Примостившись на камне, Андрей Никифорович держал в руках брезентовые штаны, поворачивая их к огню то одной, то другой стороной. Вдруг он свирепо шлепнул себя по шее и пришиб сразу с десяток комаров. Лебедчик поднял ложку, замер на секунду и, прикрывшись рукой, прыснул.
— Кумовья тоже мне нашлись, кр-р-ровососы, напевают тут, — буркнул Варакин. Кроме комаров, ему не на ком сорвать зло. Будь он в таком состоянии дома, так всему семейству бы досталось. Там известное дело: когда «сам» не в духе, то и мышь не ходи, и кошка не броди. А здесь поругать некого. В бригаде народ хоть и молодой, но как на подбор: работают крепко, и шутников, как они, поискать надо. Андрей Никифорович устало опустил на колени руки и замер, удрученно глядя на тлеющие угли. Невеселые думы лезли ему в голову: «Эх, работа! И когда я развяжусь с рекой да со сплавом… Ну, дай Бог спустить затор. Размахну я свое оружие — багор и — ей-ей — заброшу. Хватит. Набродился, натешился. На пенсию пора, да и сыновей с дочерьми почти дюжина — прокормят». Он не заметил, что высказал последние слова вслух и живо изобразил, как швырнет багор. Сплавщики не выдержали и захохотали.
— А чего зубы моете? — прикрикнул на них смутившийся бригадир. — И заброшу.
— Андрей Никифорович. — обратился к нему с улыбкой Лавря, — интересно узнать, сколько лет собираешься ты уходить со сплава?
— А твое какое дело? Может, сто лет. Все равно уйду когда-то, лопнет мое терпение.
— Когда-то, конечно, уйдешь, это без сомнения, но едва ли скоро, — усомнился Лавря.
Сплавщики снова засмеялись.
— Чего опять захихикали!
— Ну и характер у тебя, Андрей Никифорович, — покачал головой Лавря. — Как жена с тобой жизнь прожила и не сбежала — удивляюсь.
Андрей Никифорович глянул на него и со снисходительной усмешкой проговорил:
— Чадушко ты, чадо, да ежели хочешь знать, у меня характера вовсе нет, бесхарактерный я человек.
— Сказанул, — хмыкнул кто-то из сплавщиков, — знаем мы…
— А чего вы знаете? — перебил Варакин. — Ничего не знаете. Вот насчет меня судачите. А что я? Ветер. Расходился, как сине море в рукомойнике, поругался, поплевался, тем дело и кончилось.

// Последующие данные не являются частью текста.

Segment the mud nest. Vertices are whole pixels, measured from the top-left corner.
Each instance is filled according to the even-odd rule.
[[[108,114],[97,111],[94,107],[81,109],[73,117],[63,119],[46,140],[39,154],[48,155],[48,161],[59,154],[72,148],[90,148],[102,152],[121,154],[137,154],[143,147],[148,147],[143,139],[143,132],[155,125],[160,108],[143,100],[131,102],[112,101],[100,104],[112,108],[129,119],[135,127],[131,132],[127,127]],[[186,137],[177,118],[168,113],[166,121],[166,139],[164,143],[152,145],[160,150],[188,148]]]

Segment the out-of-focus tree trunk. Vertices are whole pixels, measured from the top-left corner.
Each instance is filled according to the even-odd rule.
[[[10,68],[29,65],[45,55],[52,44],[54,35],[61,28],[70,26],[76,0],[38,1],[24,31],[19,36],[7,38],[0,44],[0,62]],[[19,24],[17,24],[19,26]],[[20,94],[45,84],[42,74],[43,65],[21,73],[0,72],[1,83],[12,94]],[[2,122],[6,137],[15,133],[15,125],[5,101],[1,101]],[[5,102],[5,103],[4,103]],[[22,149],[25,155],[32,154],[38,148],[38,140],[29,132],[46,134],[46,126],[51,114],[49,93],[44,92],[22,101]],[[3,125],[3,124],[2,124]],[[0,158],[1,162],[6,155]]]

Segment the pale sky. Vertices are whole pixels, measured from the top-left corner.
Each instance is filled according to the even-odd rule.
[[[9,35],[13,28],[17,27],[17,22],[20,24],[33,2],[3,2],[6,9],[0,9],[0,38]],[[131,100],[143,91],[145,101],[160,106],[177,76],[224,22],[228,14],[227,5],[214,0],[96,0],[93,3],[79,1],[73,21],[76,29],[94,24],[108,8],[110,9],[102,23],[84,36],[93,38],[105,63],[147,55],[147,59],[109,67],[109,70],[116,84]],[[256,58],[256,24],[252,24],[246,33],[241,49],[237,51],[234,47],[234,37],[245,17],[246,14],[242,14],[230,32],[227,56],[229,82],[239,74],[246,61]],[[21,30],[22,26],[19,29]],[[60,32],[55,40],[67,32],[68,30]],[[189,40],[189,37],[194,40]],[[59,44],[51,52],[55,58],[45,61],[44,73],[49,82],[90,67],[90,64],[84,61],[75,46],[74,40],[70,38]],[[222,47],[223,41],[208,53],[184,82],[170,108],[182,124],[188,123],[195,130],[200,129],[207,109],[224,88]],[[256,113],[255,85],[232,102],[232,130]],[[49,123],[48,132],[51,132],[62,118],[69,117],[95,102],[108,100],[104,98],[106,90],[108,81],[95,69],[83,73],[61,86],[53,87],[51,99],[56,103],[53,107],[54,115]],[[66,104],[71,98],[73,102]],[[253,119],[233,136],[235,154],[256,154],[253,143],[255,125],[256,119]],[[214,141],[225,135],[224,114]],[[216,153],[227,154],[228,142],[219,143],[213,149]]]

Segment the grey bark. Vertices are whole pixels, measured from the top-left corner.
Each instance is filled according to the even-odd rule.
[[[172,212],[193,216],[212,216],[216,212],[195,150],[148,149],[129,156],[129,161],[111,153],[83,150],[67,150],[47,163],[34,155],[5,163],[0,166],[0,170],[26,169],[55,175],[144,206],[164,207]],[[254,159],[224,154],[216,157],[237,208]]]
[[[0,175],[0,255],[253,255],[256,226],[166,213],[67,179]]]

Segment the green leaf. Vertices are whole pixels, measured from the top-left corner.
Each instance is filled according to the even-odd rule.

Теперь вот на бережку посиживаем, портяночки посушиваем, а лесозавод без древесины скоро останется. Здорово трудимся! — Бригадир помолчал и, обведя глазами сидевших вокруг костра, строго спросил:
— А чей заказ завод выполняет? — И, многозначительно подняв палец, ответил на свой вопрос с расстановкой: — Сталинградгидростроя. Заказ этот не шуточка! Если провалим его, так осрамимся, что нам в городе прохода не дадут, потому что не пристало уральцам перед сталинградцами срамиться. Понимать это надо. А у вас все хиханьки да хаханьки.